CYBERSECURITY
Cyber, IT Bright Spots in Defense Budget
By Sandra I. Erwin
The Pentagon’s budget proposal for fiscal year 2015 includes $5.2 billion for cyber security. But when intelligence agencies are added to the mix, the amount nearly doubles, according to new estimates.
“Cyber and business IT systems are among the few bright spots in the Defense Department’s investment budget plans,” says Douglas Berenson, budget analyst at The Avascent Group. The firm estimated that military spending on cyber security amounts to about $3.6 billion, and $6.3 billion goes to the intelligence community. That includes the CIA, Defense Intelligence Agency, National Reconnaissance Office, National Security Agency, National Geospatial-Intelligence Agency, Office of the Director of National Intelligence and other small civilian intelligence organization at the departments of State, Energy and Homeland Security.
Agencies such as DIA, NRO, NSA, and NGA draw a significant share of their budgets from the Pentagon top line, Berenson said, so his figures are consistent with the Department of Defense estimate of $5.2 billion.
Beyond these agencies, civilian federal cyber security spending is about $2.5 billion, which results in total federal government investment of about $12.4 billion.
The cyber security budget consumes only a small piece of the Pentagon’s $37.7 billion pot of money allocated to information technology.
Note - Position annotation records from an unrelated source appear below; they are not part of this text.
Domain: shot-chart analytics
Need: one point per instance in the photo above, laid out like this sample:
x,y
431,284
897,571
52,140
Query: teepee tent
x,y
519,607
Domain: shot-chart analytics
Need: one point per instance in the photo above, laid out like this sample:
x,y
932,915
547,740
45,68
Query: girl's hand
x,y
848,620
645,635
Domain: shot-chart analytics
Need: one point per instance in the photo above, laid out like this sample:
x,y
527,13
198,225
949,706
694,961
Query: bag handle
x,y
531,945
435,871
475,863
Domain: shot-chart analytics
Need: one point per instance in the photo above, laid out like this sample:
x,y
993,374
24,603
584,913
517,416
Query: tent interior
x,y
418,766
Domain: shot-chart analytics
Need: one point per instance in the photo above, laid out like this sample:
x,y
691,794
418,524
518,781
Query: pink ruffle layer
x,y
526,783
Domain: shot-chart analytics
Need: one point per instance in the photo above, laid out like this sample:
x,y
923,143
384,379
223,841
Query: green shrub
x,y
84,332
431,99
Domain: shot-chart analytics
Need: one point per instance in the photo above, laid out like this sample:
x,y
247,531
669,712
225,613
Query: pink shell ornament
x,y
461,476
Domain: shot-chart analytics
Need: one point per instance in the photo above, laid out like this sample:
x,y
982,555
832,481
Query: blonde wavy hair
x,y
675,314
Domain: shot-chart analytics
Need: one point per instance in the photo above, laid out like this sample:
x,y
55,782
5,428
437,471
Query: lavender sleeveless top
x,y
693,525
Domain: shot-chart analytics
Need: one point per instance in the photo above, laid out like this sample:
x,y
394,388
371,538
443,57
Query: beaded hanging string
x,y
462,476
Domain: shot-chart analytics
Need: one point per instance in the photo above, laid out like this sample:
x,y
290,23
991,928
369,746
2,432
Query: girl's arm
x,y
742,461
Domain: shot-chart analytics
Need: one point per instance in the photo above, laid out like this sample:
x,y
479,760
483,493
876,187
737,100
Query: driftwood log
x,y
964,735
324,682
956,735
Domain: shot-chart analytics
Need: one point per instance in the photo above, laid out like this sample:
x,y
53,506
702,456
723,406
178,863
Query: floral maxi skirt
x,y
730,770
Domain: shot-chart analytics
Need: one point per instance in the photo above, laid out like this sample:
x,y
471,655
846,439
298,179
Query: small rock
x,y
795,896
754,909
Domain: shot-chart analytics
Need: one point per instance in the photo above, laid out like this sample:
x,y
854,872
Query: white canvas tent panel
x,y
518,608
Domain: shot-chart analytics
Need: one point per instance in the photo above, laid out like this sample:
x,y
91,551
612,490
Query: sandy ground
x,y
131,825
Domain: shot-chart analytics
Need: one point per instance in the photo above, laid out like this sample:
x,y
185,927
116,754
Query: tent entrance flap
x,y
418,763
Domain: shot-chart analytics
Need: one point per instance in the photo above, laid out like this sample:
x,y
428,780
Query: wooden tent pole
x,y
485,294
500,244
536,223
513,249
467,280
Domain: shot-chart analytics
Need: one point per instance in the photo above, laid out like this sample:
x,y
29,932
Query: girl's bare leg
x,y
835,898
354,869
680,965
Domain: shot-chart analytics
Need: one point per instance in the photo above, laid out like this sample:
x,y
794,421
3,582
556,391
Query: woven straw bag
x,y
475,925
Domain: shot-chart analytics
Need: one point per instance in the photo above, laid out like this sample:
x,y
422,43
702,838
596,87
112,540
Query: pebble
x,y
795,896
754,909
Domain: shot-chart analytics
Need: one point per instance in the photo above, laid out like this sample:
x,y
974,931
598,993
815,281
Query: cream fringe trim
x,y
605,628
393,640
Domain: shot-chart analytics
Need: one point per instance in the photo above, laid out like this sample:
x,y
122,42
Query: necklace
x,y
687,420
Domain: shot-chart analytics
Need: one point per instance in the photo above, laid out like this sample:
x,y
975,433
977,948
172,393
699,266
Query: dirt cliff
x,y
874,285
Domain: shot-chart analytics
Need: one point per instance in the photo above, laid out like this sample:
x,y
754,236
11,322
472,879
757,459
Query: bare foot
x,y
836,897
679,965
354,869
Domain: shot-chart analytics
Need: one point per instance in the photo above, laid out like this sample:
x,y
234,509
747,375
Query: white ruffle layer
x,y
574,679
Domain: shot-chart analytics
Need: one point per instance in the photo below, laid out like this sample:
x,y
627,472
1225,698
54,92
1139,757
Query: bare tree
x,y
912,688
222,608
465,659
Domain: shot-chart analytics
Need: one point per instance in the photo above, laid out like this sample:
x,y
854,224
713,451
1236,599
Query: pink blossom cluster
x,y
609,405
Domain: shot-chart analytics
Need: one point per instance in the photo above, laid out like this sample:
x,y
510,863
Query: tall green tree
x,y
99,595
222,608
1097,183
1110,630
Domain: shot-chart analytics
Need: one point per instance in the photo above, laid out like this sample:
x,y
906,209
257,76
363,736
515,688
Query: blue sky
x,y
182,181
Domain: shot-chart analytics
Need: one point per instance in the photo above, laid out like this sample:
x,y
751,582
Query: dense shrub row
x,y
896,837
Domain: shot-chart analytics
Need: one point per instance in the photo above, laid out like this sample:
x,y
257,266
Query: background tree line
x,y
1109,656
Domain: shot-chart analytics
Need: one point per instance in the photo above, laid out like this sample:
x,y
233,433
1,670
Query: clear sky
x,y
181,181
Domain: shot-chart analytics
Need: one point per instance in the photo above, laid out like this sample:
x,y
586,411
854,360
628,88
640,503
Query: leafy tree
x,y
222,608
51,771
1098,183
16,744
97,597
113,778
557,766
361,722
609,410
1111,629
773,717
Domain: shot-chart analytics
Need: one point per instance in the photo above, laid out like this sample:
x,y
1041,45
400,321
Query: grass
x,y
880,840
But it receives disproportionate attention because of an increased incidence of network intrusions in the United States. The military is particularly vulnerable because it owns 15,000 networks that are difficult to monitor, said Army Gen. Keith Alexander, the outgoing director of the National Security Agency and chief of U.S. Cyber Command.
“Defense Department systems are scammed by adversaries about 250,000 times an hour on average for vulnerabilities,” Alexander told members of the House Armed Services subcommittee on intelligence, emerging threats and capabilities during a hearing March 12.
With 15,000 networks, he said, “It's very difficult to ensure that one of those doesn't get penetrated. And if they get into one, they're free to roam around all of them. And that creates a problem.”
Much of the Defense Department’s cyber funding will be spent on security technologies, workforce training and command-and-control systems to monitor networks. “You've got to be able to see what's going on in cyberspace,” Alexander said. “If you ask anybody to draw a diagram of what the attack looks like, get four different people, have them sit at different desks, you'll get four different pictures. That means you have no coherent defense. We've got to have a common picture that people can see to defend it.”
Berenson said Defense Department spending on information and intelligence systems (C4ISR in military-speak) is the only portion of the budget that is growing in 2015. C4ISR procurement is up 6.9 percent from $10.1 billion in 2014 to $10.8 billion in 2015. Research and development would grow by 0.9 percent, from $9.2 billion to $9.3 billion.